I replaced all of the original steel cross members and edging with 'treated' 2 x 4's; all was bolted together and bolted to the pontoons.  This older model had multiple 'deck supports'; each about 24 inches long and spaced about 24 inches apart.  This did allow cross member placement on 24 inch centers.  Most later model boats have 'continuous' deck supports which run the full length of the pontoons; this makes deck installation even easier.

I cleaned up and painted two of the original cross members and installed them along side the new wooden ones at the aft portion of the deck.  These are bolted to both the supports and the cross members.  To these, I intend to bolt the 'paddlewheel support frame'.

All joints were bolted and/or screwed together; the deck.... of 3/4 inch treated plywood.... was screwed down to the frame members.

At this point, the deck assembly weighed 600 pounds plus 526 for the floats = 1126 pounds.
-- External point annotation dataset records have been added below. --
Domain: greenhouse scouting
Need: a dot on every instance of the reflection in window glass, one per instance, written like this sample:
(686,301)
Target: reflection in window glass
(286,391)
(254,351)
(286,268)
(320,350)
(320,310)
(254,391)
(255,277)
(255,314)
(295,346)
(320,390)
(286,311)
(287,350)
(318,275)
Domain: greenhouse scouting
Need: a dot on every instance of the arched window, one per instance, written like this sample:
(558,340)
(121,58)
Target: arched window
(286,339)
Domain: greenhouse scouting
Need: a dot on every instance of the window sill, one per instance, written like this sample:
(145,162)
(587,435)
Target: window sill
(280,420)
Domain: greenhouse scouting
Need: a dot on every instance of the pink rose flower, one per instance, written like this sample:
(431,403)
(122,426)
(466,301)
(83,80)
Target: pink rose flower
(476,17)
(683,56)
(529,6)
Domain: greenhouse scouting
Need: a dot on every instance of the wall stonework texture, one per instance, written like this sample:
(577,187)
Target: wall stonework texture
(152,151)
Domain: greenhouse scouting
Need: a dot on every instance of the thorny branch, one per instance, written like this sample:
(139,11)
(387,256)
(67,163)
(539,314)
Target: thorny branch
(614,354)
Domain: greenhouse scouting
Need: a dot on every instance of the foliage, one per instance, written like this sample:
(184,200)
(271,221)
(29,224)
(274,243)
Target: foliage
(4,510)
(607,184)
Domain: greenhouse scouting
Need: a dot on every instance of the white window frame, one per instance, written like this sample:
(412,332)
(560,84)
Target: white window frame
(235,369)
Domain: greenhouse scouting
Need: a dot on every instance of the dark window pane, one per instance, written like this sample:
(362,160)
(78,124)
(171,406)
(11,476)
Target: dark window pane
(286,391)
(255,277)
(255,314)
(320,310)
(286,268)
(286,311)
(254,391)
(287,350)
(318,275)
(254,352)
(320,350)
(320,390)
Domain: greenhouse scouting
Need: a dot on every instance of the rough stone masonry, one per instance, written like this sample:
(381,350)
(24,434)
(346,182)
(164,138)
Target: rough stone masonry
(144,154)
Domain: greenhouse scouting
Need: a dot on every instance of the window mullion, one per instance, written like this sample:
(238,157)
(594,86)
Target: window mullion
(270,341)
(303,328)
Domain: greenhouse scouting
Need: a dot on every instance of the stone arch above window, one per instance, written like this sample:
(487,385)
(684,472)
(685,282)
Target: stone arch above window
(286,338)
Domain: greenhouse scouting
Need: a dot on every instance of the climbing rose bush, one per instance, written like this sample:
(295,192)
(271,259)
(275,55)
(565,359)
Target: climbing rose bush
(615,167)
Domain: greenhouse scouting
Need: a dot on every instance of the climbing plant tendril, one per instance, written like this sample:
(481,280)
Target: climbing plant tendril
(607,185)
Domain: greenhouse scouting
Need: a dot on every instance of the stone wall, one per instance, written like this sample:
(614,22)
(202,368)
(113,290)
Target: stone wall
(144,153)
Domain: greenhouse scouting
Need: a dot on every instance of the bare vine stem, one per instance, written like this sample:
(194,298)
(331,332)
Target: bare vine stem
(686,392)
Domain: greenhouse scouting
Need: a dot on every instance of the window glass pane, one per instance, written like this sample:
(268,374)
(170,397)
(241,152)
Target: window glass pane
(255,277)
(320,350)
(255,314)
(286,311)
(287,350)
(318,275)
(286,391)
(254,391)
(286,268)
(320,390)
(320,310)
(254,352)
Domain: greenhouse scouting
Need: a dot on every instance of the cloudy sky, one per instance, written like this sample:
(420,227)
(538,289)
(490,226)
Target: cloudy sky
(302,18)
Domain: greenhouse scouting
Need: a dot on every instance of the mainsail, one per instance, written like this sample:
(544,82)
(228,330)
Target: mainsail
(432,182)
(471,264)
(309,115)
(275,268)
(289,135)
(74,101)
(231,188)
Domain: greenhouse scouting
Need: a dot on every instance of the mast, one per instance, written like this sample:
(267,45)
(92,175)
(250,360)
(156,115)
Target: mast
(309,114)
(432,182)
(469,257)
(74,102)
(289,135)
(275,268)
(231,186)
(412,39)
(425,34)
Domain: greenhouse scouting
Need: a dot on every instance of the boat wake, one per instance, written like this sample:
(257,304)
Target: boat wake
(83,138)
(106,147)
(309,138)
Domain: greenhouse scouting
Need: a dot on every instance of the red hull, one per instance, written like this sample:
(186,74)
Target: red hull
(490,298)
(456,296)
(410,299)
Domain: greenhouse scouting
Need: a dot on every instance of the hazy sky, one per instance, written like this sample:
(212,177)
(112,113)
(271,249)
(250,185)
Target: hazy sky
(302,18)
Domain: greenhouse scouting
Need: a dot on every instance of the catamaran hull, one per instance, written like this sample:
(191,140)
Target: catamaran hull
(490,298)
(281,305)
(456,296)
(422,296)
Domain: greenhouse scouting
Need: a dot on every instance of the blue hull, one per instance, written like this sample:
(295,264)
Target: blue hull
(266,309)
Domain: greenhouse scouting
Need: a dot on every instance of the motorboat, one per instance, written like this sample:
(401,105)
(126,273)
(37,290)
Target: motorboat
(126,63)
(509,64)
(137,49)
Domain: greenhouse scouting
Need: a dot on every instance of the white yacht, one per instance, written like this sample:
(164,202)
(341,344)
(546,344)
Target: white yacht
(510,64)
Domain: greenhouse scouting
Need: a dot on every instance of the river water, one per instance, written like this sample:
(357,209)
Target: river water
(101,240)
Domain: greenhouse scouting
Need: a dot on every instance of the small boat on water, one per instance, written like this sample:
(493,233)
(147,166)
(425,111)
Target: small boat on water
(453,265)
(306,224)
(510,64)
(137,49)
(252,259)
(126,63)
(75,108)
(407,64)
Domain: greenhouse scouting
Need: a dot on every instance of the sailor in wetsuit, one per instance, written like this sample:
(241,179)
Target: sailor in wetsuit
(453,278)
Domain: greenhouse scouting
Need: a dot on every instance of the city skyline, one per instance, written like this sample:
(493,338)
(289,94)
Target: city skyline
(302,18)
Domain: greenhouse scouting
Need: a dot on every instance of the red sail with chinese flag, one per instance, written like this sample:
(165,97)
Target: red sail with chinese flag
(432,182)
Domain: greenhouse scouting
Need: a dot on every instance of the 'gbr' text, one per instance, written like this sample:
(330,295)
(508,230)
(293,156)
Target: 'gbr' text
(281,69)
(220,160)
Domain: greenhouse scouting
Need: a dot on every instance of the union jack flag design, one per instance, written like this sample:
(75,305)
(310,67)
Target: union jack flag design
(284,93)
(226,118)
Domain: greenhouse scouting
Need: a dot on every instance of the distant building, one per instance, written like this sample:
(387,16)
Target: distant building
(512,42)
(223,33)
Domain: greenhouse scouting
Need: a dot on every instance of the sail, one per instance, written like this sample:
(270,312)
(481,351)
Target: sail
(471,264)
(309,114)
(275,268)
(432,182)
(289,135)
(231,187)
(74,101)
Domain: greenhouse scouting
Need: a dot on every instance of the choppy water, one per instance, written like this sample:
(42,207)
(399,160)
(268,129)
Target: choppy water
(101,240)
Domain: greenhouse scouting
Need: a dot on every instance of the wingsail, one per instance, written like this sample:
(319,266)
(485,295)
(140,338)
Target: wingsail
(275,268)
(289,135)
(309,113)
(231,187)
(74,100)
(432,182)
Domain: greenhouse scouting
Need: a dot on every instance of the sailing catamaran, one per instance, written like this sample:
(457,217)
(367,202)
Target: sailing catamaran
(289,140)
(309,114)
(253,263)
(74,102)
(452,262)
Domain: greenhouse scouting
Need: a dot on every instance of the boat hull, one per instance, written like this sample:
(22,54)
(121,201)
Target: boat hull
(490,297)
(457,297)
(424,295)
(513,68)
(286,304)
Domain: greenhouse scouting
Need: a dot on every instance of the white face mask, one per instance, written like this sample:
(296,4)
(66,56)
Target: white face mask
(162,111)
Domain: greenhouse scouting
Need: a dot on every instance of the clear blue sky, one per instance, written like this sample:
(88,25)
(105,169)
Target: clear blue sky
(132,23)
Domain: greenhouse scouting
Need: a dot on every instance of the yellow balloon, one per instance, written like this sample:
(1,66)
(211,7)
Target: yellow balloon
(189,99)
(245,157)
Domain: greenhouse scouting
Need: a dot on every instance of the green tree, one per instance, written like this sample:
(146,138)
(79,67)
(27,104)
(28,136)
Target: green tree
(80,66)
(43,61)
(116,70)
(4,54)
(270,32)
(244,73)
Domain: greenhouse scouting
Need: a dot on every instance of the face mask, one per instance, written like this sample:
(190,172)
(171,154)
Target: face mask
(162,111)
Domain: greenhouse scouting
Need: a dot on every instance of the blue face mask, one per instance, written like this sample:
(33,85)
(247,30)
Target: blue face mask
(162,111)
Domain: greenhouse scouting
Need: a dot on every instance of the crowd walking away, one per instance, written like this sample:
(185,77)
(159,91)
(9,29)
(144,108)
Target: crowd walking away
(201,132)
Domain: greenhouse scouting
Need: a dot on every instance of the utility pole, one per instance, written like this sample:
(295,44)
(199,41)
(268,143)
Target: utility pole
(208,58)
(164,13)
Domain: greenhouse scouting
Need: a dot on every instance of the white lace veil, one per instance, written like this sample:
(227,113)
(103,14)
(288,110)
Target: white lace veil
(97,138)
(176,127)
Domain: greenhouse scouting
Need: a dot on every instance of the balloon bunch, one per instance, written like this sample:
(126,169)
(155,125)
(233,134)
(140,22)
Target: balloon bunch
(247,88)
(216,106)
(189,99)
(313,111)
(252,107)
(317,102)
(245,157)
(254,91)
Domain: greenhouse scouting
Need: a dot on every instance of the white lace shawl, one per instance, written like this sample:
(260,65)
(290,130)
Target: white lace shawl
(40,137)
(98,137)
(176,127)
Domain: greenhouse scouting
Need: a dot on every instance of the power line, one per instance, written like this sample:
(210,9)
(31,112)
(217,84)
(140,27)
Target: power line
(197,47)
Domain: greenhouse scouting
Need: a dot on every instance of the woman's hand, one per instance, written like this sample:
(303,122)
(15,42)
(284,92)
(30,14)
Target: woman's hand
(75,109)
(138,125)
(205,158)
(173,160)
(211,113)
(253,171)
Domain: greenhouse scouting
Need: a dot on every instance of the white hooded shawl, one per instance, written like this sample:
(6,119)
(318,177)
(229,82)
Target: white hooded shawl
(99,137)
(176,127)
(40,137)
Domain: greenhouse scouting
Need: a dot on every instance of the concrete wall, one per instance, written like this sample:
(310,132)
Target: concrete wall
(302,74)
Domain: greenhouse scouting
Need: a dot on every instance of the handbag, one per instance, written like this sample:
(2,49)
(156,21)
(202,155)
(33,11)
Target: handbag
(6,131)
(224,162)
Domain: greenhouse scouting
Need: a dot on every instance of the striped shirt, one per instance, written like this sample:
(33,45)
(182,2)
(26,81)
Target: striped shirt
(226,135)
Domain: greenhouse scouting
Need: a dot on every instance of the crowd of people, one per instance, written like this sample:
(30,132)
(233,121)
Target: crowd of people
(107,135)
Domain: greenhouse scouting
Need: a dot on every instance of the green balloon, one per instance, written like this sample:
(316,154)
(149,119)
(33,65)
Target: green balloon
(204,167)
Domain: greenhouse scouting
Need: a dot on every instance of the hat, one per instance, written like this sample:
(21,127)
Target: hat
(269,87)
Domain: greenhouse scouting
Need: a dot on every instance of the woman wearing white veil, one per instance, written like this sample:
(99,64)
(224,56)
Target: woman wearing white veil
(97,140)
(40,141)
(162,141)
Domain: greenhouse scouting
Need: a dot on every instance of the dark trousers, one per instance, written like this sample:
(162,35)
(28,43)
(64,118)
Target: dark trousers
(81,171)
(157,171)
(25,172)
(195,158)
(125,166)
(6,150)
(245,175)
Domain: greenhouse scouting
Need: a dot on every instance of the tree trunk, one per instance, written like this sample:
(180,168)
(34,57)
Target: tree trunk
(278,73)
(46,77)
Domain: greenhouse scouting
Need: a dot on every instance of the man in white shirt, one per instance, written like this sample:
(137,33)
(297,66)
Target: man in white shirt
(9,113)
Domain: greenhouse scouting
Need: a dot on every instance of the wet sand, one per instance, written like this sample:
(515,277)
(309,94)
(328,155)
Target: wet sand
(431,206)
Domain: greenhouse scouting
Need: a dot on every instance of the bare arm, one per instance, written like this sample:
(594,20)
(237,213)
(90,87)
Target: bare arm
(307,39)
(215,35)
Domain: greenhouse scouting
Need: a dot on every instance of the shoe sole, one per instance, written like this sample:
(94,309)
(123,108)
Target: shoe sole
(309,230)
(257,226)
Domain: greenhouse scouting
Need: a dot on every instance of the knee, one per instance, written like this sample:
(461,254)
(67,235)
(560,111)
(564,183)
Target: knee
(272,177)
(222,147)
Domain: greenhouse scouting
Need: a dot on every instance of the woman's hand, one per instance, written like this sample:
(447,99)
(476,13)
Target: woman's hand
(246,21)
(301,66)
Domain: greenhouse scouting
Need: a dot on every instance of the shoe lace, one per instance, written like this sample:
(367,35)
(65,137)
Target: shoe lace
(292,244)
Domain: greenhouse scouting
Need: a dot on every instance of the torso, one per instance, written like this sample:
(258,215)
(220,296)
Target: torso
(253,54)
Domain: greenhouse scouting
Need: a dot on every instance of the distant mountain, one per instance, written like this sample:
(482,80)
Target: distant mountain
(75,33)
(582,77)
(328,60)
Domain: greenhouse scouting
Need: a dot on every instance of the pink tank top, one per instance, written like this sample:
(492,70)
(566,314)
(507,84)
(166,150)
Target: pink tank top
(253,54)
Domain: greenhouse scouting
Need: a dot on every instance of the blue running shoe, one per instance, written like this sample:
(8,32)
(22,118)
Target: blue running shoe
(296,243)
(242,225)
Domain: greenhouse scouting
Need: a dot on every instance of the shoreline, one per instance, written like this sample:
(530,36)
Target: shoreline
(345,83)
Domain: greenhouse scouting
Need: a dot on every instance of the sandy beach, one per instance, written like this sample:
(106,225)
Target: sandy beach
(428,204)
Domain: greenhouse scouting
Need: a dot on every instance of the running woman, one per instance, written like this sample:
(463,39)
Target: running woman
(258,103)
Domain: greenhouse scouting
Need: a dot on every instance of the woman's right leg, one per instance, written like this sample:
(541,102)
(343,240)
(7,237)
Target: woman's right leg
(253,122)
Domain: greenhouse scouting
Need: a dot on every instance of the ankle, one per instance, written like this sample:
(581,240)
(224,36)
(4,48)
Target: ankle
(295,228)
A 'paddlewheel support frame' is installed at the it's on the way to being a Sternwheeler!

Beside being bolted to the last two cross members....steel ones...additional mounts are extended down to the aft two 'deck supports'.  There are only 12 bolts attaching this frame to the boat.  I intend to mount all other 'drive' and 'steering' components to this frame; I refer to this assembly as the 'drive module'.

Since this is a pontoon boat, I realized........along with advice from other builders.......that the motor and related components needed to be mounted forward on the deck to keep the vessel in trim; there's just not enough flotation to accommodate dead weight or 'trim ballast'.  I hope to mount these items in a second frame; I'll call it the 'power module'......more on that later.  Of course, for those of you who are very astute and quick to pick up on things, you've figured out that the paddlewheel will be driven hydraulically (i.e. hydraulic pump up front, hydraulic motor in back, me in middle).

The next item required on the drive module is the support for the wheel shaft bearings.

I made this adjustable....three positions, one inch as to be able to obtain 'optimum wheel depthing' on the finished product.  The 'bearing shelf' is shown in the top position.......I hope to use the bottom.  I intend to incorporate a 'jackshaft' and 'chain' in the drive; the slots in the shelf are for tensioning the drive chain.

The weather turned cold for a while so, I moved inside to fabricate the paddlewheel.  I had a machine shop make the wheel shaft.......2 inch pipe with stub ends turned down to fit  2 inch bearings.  Next, I cut all of the spokes, the two hub plates and laid out the angles for eight spokes; it's a 6 foot diameter wheel so, one spoke for each foot of diameter plus two.

The hub shown above is drilled to mount the 'drive sprocket'.  I intend to install eight 1 1/2 inch diameter by 1 1/2 inch long 'spacers' between the hub and the sprocket to provide clearance for the # 80 chain.

I built one 'spoke/hub assembly'.

I built the second on top of the first.........saved a lot of layout work and they were both the same.

To facilitate final assembly, I fabricated a make-shift jig.  This allowed me to position both spoke/hub assemblies, weld them, install the 'rings' and 'buckets' and continuously check for alignment.

I will admit that, if I had it to do over, I'd do some things a bit different........but, that's another story for another time.

At this point, the paddlewheel weighed 186 pounds plus 1126 pounds from above = 1312 pounds.

During construction of the paddlewheel, the weather warmed up so, back outside.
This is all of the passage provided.